Wohlfeld sagte ich davon nichts. Ich sagte ihm genausowenig, dass ich in diesem Fall tiefer drinsteckte, als mir guttat. Wenn ich überhaupt eine Chance hatte, aus dem Schlamassel herauszukommen, dann nur, indem ich die Täter aufspürte. Ich hatte dann immer noch Ärger, einen Oberreichsanwalt sollte man nicht überfallen, nicht fesseln und nicht erpressen. Aber vielleicht kam ich ohne Gefängnis davon, wenn sie mich erwischten.
Ich wies Wohlfeld an, uns ins Präsidium zu fahren. Frau Wuttke stürzte mir entgegen. »Der Präsident will Sie sprechen, sofort!« Sie war aufgeregt.
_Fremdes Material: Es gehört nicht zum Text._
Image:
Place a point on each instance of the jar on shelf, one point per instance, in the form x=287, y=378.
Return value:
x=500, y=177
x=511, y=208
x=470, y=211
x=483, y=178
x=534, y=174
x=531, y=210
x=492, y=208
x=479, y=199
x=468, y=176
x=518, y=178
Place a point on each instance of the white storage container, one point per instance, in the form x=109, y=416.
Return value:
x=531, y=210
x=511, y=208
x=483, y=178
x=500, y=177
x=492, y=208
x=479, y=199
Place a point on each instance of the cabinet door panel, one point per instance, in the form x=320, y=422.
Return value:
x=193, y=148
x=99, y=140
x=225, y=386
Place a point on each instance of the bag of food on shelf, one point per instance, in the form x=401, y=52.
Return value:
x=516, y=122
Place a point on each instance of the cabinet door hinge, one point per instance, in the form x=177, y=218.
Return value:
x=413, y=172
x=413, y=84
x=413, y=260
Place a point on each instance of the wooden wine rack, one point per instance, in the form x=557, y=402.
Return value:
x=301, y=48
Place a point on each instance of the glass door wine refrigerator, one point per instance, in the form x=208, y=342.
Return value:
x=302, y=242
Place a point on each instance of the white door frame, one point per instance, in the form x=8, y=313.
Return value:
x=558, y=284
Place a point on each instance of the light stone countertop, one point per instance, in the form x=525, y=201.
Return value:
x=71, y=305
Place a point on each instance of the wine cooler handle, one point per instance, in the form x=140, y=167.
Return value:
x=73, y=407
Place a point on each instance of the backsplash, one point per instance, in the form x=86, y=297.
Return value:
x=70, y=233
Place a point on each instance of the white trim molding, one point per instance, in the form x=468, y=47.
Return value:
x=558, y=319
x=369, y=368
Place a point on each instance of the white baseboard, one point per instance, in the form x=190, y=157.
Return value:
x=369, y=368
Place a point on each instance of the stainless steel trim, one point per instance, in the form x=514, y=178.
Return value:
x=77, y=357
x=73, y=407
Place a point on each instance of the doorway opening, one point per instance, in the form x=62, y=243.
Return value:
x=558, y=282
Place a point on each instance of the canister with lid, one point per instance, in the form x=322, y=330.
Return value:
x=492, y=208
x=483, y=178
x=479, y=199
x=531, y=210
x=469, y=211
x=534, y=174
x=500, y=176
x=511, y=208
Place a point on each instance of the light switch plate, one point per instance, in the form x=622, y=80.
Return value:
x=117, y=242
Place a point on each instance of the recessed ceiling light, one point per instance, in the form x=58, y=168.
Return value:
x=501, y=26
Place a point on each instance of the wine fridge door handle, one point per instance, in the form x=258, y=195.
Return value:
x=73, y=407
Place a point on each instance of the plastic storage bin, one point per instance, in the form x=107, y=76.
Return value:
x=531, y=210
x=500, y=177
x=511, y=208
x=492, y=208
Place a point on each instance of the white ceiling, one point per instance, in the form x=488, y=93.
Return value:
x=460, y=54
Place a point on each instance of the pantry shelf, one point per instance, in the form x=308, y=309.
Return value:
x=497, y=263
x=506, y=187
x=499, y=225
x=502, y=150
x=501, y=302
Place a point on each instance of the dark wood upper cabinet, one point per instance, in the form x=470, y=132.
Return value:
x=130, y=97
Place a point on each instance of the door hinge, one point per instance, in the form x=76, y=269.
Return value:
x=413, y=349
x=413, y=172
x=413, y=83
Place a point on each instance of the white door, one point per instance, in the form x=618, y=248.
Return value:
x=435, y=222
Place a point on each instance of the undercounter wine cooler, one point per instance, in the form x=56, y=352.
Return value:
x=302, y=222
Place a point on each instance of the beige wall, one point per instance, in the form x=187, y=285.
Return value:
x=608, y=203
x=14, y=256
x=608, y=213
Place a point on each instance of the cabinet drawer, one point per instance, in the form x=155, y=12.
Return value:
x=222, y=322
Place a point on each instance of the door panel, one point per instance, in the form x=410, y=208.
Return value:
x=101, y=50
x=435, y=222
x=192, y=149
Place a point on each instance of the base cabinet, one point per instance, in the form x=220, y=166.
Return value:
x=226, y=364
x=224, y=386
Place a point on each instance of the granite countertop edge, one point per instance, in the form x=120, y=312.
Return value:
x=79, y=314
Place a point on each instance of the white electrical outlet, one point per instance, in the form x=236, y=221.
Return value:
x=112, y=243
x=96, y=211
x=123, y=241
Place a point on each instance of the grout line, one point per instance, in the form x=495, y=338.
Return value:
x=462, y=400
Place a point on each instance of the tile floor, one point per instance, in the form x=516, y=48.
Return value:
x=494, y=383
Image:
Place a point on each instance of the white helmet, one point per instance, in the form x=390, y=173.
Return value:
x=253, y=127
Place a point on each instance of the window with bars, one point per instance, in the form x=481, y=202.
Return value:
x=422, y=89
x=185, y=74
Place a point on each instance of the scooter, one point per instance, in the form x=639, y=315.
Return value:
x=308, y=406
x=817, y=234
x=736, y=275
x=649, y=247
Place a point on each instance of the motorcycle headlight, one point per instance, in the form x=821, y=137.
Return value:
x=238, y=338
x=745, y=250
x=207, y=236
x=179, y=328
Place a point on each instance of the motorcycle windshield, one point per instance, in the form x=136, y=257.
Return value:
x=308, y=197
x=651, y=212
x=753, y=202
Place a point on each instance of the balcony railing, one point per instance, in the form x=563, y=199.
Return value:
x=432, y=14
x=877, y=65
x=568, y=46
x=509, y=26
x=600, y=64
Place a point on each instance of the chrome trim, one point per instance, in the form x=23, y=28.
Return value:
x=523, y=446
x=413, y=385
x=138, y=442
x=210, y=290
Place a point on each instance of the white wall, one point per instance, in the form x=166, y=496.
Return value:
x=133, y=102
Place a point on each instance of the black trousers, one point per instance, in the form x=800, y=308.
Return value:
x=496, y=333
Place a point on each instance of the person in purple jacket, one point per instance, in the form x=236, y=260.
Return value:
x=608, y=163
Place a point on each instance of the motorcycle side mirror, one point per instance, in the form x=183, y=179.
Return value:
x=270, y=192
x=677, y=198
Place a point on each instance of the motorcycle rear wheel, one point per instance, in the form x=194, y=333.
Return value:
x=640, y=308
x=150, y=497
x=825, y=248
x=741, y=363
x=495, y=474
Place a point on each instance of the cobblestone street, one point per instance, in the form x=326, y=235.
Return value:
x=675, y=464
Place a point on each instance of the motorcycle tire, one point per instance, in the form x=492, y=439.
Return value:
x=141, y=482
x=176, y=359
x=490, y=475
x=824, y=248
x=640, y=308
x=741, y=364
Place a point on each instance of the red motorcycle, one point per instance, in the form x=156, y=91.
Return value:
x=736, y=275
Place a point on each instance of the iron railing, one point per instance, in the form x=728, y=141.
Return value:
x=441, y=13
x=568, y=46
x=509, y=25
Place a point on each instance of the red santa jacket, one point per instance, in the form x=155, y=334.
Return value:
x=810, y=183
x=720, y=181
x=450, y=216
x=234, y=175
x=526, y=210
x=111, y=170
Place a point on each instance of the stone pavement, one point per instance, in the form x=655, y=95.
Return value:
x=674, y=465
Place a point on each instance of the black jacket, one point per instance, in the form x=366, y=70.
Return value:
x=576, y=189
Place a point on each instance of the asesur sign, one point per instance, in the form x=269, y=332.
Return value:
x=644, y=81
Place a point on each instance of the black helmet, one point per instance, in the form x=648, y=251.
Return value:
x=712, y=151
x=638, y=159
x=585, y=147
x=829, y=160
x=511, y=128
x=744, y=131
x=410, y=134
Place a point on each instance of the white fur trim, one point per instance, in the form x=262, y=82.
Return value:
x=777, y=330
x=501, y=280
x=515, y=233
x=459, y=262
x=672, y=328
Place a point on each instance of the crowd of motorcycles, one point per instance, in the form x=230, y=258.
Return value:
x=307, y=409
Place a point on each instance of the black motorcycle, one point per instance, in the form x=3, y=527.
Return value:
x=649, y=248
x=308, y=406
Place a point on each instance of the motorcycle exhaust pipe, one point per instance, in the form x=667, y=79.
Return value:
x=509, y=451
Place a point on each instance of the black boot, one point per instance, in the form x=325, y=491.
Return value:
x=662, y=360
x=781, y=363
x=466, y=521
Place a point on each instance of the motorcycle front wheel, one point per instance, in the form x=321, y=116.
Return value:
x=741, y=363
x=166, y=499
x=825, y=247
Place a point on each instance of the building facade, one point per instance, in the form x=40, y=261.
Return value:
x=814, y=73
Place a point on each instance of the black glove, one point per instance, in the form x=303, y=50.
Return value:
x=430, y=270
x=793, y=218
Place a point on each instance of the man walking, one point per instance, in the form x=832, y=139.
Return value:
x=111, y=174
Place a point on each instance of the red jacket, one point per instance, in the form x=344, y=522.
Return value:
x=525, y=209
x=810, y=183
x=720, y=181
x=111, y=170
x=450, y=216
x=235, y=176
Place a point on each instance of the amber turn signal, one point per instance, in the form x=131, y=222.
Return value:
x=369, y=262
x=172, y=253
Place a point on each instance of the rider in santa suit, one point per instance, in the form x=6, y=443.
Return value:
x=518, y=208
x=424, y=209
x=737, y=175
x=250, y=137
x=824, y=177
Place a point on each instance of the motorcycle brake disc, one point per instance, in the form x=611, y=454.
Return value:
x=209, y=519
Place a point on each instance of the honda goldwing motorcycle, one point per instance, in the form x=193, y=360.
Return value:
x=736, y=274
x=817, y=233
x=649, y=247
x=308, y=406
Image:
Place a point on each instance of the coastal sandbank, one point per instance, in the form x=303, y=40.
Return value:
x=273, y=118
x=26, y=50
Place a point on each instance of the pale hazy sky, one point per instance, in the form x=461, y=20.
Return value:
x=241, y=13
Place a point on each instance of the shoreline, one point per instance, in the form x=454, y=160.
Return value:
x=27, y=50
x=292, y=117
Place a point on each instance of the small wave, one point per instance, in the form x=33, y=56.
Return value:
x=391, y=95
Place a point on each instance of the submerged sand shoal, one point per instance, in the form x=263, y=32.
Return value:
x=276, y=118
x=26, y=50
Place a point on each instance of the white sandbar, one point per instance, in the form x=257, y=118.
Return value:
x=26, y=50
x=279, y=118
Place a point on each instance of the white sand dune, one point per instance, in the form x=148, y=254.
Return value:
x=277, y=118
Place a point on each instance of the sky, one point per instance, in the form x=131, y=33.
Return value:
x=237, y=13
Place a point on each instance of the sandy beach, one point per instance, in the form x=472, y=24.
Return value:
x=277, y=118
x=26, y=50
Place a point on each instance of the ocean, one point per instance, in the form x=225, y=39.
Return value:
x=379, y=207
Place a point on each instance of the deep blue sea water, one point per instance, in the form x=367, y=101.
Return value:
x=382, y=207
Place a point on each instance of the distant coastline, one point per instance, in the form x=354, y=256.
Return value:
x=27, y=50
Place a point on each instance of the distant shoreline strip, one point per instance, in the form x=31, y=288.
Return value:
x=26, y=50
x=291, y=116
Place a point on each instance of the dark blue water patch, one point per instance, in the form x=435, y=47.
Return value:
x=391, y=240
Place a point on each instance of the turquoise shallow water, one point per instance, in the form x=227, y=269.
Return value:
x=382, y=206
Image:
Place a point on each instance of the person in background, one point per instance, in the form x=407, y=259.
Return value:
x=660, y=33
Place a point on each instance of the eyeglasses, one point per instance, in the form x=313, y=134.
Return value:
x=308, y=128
»Der Präsident muss eine Minute warten«, sagte ich. »Rufen Sie an, und sagen Sie, ich sei unterwegs. Herr Wohlfeld, was haben die Schwimmversuche ergeben?«
»Wir haben die Puppe elfmal ins Wasser geworfen, an verschiedenen Stellen. Sie ist dreimal hängengeblieben. Die Strömungsverhältnisse haben sich seit dem Tag, an dem wir Röhm aus dem Wasser geholt haben, kaum verändert. Wenn die Leiche, stromaufwärts gesehen, am rechten Ufer ins Wasser gelassen wurde und nicht hängenblieb, dann muss das irgendwo in Karlshorst, Wuhlheide, Oberschöneweide, vielleicht im Volkspark gewesen sein. Ich habe den Kollegen Mittler beauftragt herauszufinden, ob es im Volkspark eine Hütte, einen Keller oder ähnliches gibt, wo man einen Mann festhalten und ermorden kann.«
»Er kann natürlich ganz woanders getötet worden sein, dann ins Auto und schnell an die Spree.«
»Er hat stark geblutet.«
»Trotzdem kann es sein, vielleicht wurde er auf einem Lastwagen in einer Wanne transportiert.« Meine Einwände waren kein Widerspruch, sondern Zweifel, die mich beunruhigten, weil wir an der falschen Stelle suchen könnten. Nur hatten wir keine andere Spur. »Gut, lassen wir die Fragen erst einmal beiseite.« Ich schaute Wohlfeld fragend an.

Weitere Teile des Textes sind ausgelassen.